Google’s certificate change could hurt China’s e-economy

When is a sanction not a sanction? Probably when it has been issued by Google. Last week the ongoing geopolitical deep freeze between the US and China took another turn after the Mountain View giant removed certificate authority (CA) CNNIC from its list of trusted CAs. That move could yet throw a potentially large spanner into China’s internet economy.
What this means going forward is that Chrome will not trust any new websites which sign up to authenticate with the non-profit .cn operator – flashing a warning notice up to users which could deter them from clicking through. Ostensibly Google took this unusual step after CNNIC allowed one of its intermediate authorities to issue fake Google certificates which could have been used in Man in the Middle attacks to spy on internet users.

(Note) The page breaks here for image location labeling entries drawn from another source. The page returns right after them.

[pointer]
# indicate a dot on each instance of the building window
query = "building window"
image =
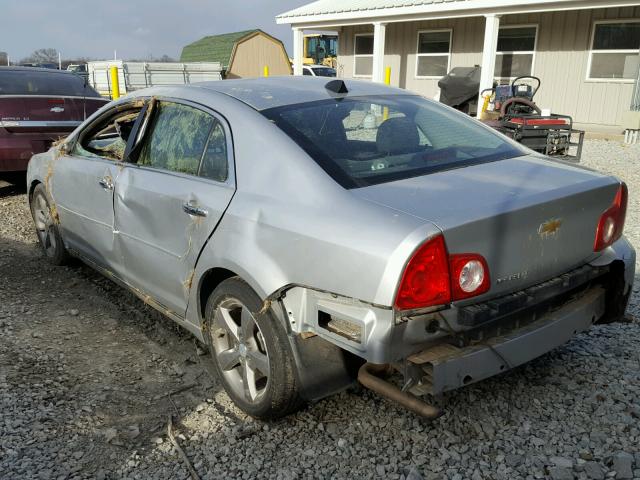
(516, 51)
(433, 54)
(363, 55)
(614, 51)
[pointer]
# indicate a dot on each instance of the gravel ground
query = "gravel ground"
(89, 377)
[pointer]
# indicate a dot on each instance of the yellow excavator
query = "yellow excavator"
(320, 49)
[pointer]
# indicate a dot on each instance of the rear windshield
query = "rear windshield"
(363, 141)
(24, 82)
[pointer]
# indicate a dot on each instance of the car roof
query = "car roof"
(271, 92)
(32, 69)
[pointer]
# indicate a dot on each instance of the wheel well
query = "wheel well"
(210, 280)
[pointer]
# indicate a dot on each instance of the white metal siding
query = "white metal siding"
(561, 59)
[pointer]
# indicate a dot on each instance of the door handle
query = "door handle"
(106, 183)
(193, 210)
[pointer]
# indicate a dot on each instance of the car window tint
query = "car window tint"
(108, 139)
(177, 139)
(365, 141)
(215, 163)
(25, 82)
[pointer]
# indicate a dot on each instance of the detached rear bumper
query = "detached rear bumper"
(441, 369)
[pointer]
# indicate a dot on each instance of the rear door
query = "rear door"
(168, 203)
(82, 184)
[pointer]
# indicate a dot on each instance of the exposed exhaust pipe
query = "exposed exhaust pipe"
(369, 376)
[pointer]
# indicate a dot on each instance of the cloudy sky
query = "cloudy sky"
(135, 28)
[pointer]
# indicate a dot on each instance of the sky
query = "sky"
(135, 28)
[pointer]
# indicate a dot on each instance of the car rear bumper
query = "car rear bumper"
(444, 368)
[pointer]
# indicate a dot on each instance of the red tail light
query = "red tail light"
(425, 281)
(432, 277)
(611, 222)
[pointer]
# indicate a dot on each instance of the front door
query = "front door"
(170, 200)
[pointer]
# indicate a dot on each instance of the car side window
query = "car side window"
(215, 162)
(177, 139)
(108, 139)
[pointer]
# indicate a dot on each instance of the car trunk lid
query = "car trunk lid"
(531, 218)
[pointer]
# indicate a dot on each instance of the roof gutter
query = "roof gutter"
(441, 11)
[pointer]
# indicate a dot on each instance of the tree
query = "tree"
(42, 55)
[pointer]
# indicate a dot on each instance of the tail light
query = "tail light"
(433, 277)
(425, 281)
(611, 222)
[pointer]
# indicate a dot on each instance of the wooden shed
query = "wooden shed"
(242, 54)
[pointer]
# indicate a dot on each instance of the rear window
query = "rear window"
(363, 141)
(24, 82)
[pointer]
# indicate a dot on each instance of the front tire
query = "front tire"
(47, 227)
(250, 352)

But judging by CNNIC’s angry response, there could be something more to it than that.
A chequered past 
The CNNIC is actually overseen by controversial government agency the Cyberspace Administration of China (CAC) – headed up by propaganda supremo Lu Wei. As such they have both been implicated in high-profile Man in the Middle attacks on Chinese users of iCloud, Outlook, Google, Yahoo and others in the past. With more and more of these platforms using HTTPS, MITM is the only way the authorities can monitor or censor users – not wanting to go for the nuclear option of banning the sites outright.
Both bodies were recently called out for “weaponizing” everyday internet users into launching large scale DDoS attacks, first against anti-censorship body Greatfire.org and then its GitHub pages. Rights groups believe we should care about this particular attack because it showed the passive, inbound filter of the Great Firewall turning for the first time into an aggressive, outbound weapon of censorship.
“We now have evidence that points to the Chinese authorities being behind the recent DDoS attacks against our websites and against GitHub. We also had previous evidence pointing to the authorities being involved in the MITM attacks,” Greatfire co-founder Charlie Smith told me by email.
“The Chinese authorities are taking dangerous, aggressive and damaging efforts in an attempt to censor information globally. I'm happy that Google has publicly recognised this.”
But has it? It’s impossible to know whether Google’s actions were influenced by these attacks – certainly it has remained publicly silent on the matter. It is true that the web giant has little to lose from taking a more aggressive stance against Beijing, having had most of its services blocked inside the Great Firewall for some time now. One of the few still active is Chrome, which is the nation’s favourite browser with a share of over 50%. In a nicely ironic twist this could actually give Google a bit of leverage where it counts – economically.
Where it hurts
Beijing pays little heed to criticism of its shadowy activities in cyberspace unless they are accompanied by actions which could hit its bottom line. By making it harder for Chinese online commerce to function, and for netizens to reach the sites they want to reach, Google will at least have grabbed the attention of the government.